As if fighting a war overseas in order to protect our country and its people is not enough, a lot of soldiers have to deal with the chronic and sometimes debilitating pain caused by migraines. As a result, many of our servicemen and women have been evacuated from combat due to persistent and severe pain that can put their lives and the lives of others at risk. Of all the soldiers who had to go home due to chronic migraines and other headache types, approximately only one-third of them made it back to the frontlines. Those who did manage to return to active duty were those who had less physically taxing duties and those who were not engaged in combat to begin with.
A person who suffers from chronic migraine headaches will find it difficult to avoid migraine triggers while in combat. In a warzone, migraine and other headache triggers are constantly present. The stress of combat is a surefire way to trigger a migraine. Also, the lack of sleep due to constantly being on their guard and the weight of the Kevlar helmets that are a mandatory part of a soldier’s uniform during combat can cause severe and chronic headaches. In a place where resting is not an option, our soldiers are given painkillers to deal with the chronic headaches, and after some time a lot of them develop medication overuse headaches, more commonly known as rebound headaches.

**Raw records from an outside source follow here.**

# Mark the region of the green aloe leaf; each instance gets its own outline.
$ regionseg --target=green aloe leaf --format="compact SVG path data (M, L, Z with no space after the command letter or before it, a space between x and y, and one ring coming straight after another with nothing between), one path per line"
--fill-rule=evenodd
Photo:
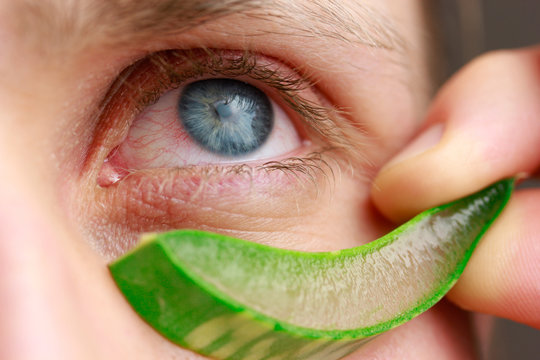
M352 249L308 253L181 230L147 235L110 271L142 318L200 354L340 359L450 290L513 185L427 210Z

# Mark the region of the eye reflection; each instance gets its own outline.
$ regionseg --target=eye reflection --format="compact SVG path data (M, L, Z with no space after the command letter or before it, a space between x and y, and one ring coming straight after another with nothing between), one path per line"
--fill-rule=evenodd
M193 140L225 156L257 150L273 127L268 97L239 80L208 79L189 84L180 96L178 111Z

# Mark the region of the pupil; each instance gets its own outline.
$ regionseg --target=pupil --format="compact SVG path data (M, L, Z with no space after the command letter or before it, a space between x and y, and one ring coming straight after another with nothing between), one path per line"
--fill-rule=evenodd
M229 118L232 115L232 109L229 105L224 103L217 103L214 105L216 107L216 113L220 118Z
M264 92L233 79L200 80L187 85L178 101L186 132L216 154L241 156L260 148L274 124Z

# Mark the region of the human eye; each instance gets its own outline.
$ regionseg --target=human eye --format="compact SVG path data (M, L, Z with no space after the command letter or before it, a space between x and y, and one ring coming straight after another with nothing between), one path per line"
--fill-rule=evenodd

Physical injury is also one of the main causes of chronic headache cases in soldiers. It’s not uncommon for a soldier in combat to suffer from a concussion. According to several army researchers who had their findings published in the Headache journal, out of 1,000 soldiers they studied who have experienced concussions during their deployment, roughly 20 percent of them developed what is categorized as Chronic Daily Headaches. While headaches are quite common after a concussion, it is still unknown why soldiers experience the headaches continuously, in some cases, even daily for months after the concussion.
A lot of soldiers do not complain when they experience headaches because they feel it might be perceived as a weakness. In the end, instead of getting the treatment they need, they suffer through the pain or overuse medications just to get through the day. The onset of a migraine attack while in combat is dangerous not only for the soldier experiencing it, but for the people who depend on him to have their backs as well. This is why it is important for soldiers to learn how to manage their stress during downtime and get medical attention for their headaches whenever possible. Relaxation and breathing exercises when not in battle can help reduce tension in the body and help with sleeplessness. Taking pain medications every time a headache strikes is not advisable. It is best not to medicate mild headaches so that the body does not develop a tolerance for the drugs. When they experience severe headaches, the body will respond better to the medication.
Getting help for headaches shouldn’t be seen as a sign of weakness. In fact, if chronic headache conditions such as migraines can be treated and prevented, soldiers can get to back to work faster instead of being evacuated and sent home when the pain becomes too much to bear.